Durch die klaren, schmucklosen Fenster sah er die Lichter der Innenstadt von San Francisco, und gleich darunter die spitzen Dächer der kleineren Queen-Anne-Häuser auf der anderen Seite der Liberty Street. Wie liebte er die Liberty Street. Sein Haus war das größte in diesem Straßenzug, früher vielleicht eine Villa, jetzt nur noch ein schönes Haus, das sich majestätisch zwischen bescheideneren Hütten erhob.
Er hatte dieses Haus »restauriert«. Er kannte jeden Nagel, jeden Balken, jede Leiste. In der Sonne hatte er mit nacktem Oberkörper das Dach gedeckt. Er hatte sogar den Zement für den Gehweg gegossen.
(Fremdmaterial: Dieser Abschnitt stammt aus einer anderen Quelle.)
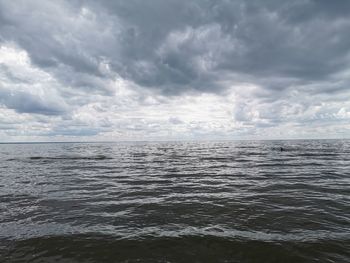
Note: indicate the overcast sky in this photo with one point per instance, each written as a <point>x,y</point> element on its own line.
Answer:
<point>174,69</point>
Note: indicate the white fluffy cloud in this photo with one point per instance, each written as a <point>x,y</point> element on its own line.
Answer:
<point>158,70</point>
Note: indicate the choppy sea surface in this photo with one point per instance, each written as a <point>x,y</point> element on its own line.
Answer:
<point>241,201</point>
Jetzt fühlte er sich sicher in diesem Haus, und sicher nirgendwo sonst. Seit vier Wochen hatte er dieses Zimmer nicht mehr verlassen, außer um das kleine Bad nebenan aufzusuchen.
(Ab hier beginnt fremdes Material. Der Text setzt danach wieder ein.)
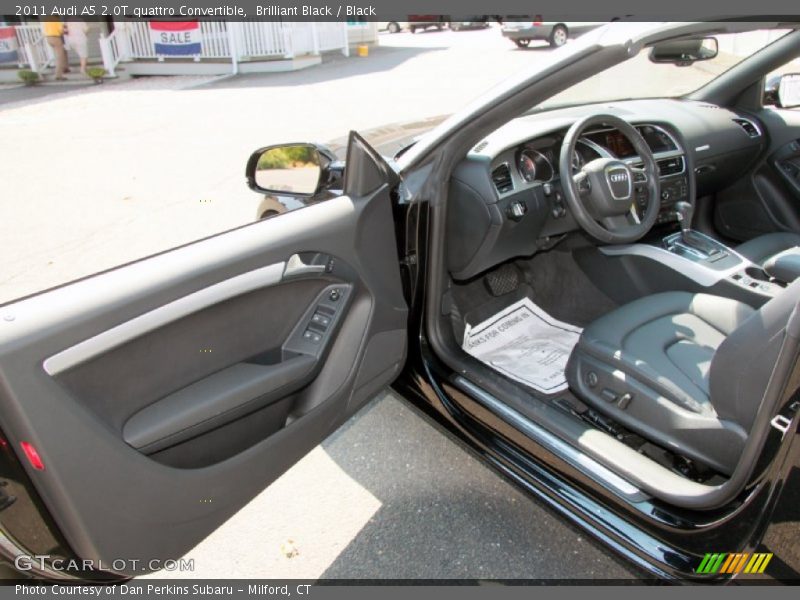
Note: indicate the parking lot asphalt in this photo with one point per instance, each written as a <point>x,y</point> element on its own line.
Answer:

Stunde um Stunde lag er im Bett, die Hände heiß in den schwarzen Lederhandschuhen, die er nicht ausziehen konnte und nicht ausziehen wollte, und starrte auf den geisterhaften Schwarzweißbildschirm vor ihm. Vom Fernseher ließ er seine Träume formen, mittels der Videobänder, die er so sehr liebte, der Videobänder mit den Filmen, die er vor Jahren mit seiner Mutter angesehen hatte. Jetzt waren es die »Haus-Filme« für ihn, denn sie alle enthielten nicht nur wunderbare Geschichten und wunderbare Menschen, die seine Helden und Heldinnen geworden waren, sondern auch wunderbare Häuser. In Rebecca gab es Manderley. In Große Erwartungen gab es Miss Havishams verfallene Villa. In Gaslicht gab es dieses wunderbare Londoner Stadthaus. In Die roten Schuhe gab es das Landhaus an der See, in dem die hübsche Tänzerin erfuhr, daß sie bald Primaballerina der Truppe sein würde.
Ja, die Haus-Filme, die Filme seiner Kindheitsträume mit ihren Figuren, ebenso groß wie die Häuser. Er trank ein Bier nach dem anderen, während er sie sich ansah. Er schlummerte ein, erwachte wieder. Die Hände in den Handschuhen schmerzten. Er ging nicht ans Telephon. Er ging nicht an die Tür. Tante Vivian kümmerte sich um all das.